中文 English

N5105 Promox VE 8.2 version, solving the problem of frequent virtual machine crashes

Published: 2024-05-04
n5105 Proxmox VE PVE intel microcode

1. Problem background

Recently, major PT websites were developed and registered on May Day, so I registered several websites, and then downloaded and uploaded them like crazy in order to complete novice tasks. As soft routers, N5105 and iKuai, when under high load for a long time, the virtual machine crashed randomly, and the CPU remained at 100% for a long time. The virtual machine could only be killed and restarted, which greatly affected the completion of novice tasks. After crashing several times, I finally couldn’t stand it anymore.
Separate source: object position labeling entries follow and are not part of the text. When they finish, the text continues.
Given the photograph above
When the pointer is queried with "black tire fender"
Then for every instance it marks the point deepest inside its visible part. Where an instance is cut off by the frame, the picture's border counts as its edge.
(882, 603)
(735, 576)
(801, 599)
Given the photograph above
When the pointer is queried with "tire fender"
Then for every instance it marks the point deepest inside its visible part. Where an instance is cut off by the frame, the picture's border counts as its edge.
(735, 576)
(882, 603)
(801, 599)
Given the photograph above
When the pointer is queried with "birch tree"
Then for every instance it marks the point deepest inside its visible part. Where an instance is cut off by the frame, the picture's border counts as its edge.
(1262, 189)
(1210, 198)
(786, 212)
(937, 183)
I looked at colleagues online and found that there are many similar problems.

The following is a description of the problem from other CSDN colleagues:

Use N5105 as the server of HomeLab; for the previously installed ESXi, when using Ubuntu 22, the Ubuntu CPU usage often reaches 100% and then crashes; but other virtual machines have no problem, because I am not familiar with Linux, and there is no abnormality after checking the ESXi and Ubuntu logs; the subsequent installation of Black Group has always failed, so I switched to Proxmox VE

After switching to PVE, the same problem still existed. I thought it was a service problem, so I added resource restrictions to the Docker container. After it failed, I migrated to CentOS deployment, and found that the same problem still existed; and it became more and more frequent, from once a day to once every few hours, making it almost unusable.
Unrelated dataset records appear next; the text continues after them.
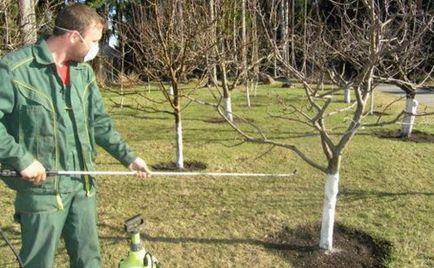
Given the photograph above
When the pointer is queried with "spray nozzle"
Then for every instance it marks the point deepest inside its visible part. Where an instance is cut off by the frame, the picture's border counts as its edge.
(132, 224)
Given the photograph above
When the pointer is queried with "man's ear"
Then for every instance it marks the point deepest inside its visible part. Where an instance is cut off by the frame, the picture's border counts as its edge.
(73, 37)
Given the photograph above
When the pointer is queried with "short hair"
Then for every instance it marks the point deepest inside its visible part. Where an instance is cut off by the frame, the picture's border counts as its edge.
(76, 17)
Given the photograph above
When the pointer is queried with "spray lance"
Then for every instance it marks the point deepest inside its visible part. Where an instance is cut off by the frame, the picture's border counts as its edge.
(138, 257)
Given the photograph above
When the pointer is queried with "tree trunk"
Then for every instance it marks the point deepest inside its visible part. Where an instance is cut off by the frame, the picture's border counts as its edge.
(226, 95)
(244, 50)
(329, 207)
(408, 121)
(27, 21)
(213, 69)
(179, 143)
(347, 94)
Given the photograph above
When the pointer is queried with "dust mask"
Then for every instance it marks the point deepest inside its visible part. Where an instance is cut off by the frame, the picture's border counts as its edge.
(93, 47)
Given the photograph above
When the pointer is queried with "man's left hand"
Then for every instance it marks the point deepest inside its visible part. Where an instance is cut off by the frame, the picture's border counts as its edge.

I guessed it might be a hardware problem. After searching, I found that it is a common problem on N5105.

This issue was submitted in the Proxmox issue feedback on 2022-08-04: Bug 4188 - VMs freeze on Intel N5105 CPU, in the description “Some users running Intel N5105 CPU noticed that the virtual machine running on Proxmox froze, and recorded various errors. The virtual machine froze, the console could not be entered, and the CPU utilization reached the maximum value until the virtual machine was forced to restart.” The phenomenon is the same as what I encountered, indicating that this phenomenon is a common problem;

2022-9-13 In the post Opt-in Linux 5.19 Kernel for Proxmox VE 7.x available, PVE employees announced that they would upgrade the PVE kernel to version 5.19. Many people confirmed that it was effective in the bug feedback discussion.
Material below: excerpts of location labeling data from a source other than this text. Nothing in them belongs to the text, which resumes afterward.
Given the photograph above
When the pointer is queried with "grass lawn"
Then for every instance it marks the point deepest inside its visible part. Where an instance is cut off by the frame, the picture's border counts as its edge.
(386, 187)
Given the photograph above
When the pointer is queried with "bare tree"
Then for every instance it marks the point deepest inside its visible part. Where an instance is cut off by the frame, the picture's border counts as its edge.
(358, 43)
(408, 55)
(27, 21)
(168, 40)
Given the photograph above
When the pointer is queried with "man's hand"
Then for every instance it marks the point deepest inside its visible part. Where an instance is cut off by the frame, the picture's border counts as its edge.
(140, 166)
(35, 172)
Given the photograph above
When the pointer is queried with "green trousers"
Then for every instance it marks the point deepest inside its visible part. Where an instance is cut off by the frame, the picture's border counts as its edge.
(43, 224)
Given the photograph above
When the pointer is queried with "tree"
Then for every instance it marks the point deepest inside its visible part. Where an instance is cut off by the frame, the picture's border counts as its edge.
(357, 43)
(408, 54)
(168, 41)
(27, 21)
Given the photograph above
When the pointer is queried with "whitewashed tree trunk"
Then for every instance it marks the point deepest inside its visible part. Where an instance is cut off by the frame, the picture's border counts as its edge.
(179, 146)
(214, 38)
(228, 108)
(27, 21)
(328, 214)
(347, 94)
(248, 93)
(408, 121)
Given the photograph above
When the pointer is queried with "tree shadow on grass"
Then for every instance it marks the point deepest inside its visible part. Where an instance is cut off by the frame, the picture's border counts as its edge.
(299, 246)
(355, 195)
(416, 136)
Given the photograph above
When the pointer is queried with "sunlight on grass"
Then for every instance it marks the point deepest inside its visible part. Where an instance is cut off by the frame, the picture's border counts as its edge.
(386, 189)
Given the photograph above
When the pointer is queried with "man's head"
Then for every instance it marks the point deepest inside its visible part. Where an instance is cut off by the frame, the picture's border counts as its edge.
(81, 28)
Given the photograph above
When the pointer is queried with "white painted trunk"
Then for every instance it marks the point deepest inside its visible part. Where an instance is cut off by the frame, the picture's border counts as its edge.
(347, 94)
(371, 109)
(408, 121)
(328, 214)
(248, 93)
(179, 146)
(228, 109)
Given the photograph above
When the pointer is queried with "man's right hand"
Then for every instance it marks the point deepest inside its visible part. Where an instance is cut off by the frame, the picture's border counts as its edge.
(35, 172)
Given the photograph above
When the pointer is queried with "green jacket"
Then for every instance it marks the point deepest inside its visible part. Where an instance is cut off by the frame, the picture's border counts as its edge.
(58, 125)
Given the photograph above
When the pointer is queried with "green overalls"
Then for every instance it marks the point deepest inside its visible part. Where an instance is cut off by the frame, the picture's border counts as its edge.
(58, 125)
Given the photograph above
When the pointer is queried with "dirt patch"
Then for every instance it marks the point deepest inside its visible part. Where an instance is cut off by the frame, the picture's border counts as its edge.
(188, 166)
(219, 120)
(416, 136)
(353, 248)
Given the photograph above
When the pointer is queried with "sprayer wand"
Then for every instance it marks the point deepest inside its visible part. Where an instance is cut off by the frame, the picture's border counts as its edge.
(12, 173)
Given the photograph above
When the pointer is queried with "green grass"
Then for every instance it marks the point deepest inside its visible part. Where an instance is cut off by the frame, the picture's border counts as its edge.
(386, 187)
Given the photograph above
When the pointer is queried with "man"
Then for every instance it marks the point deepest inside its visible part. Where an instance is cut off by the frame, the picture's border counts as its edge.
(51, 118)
The status of this issue was changed to ‘FIX PACKAGED’ on 2022-12-06; on 2022-12-14, PVE staff announced support for upgrading the kernel to 6.1

In the last few comments of the bug feedback, it was reported that the crash problem has indeed been reduced after upgrading the kernel to 5.19 or 6.1, but it may still occur.

Screenshot Screenshot Screenshot Screenshot

2. Solution - based on PVE8.2 personal test

This feed is a paid version of the feed that provides functions such as cluster management, backup and recovery. It cannot be used without purchase, so it needs to be removed; rename the file to backup for insurance purposes

“pve-no-subscription” is a parameter in the Proxmox VE package source name, which means that this package source provides a free version of the Proxmox VE package. “bookworm” is a version number of the Debian GNU/Linux operating system, which is the 11th major release of the operating system.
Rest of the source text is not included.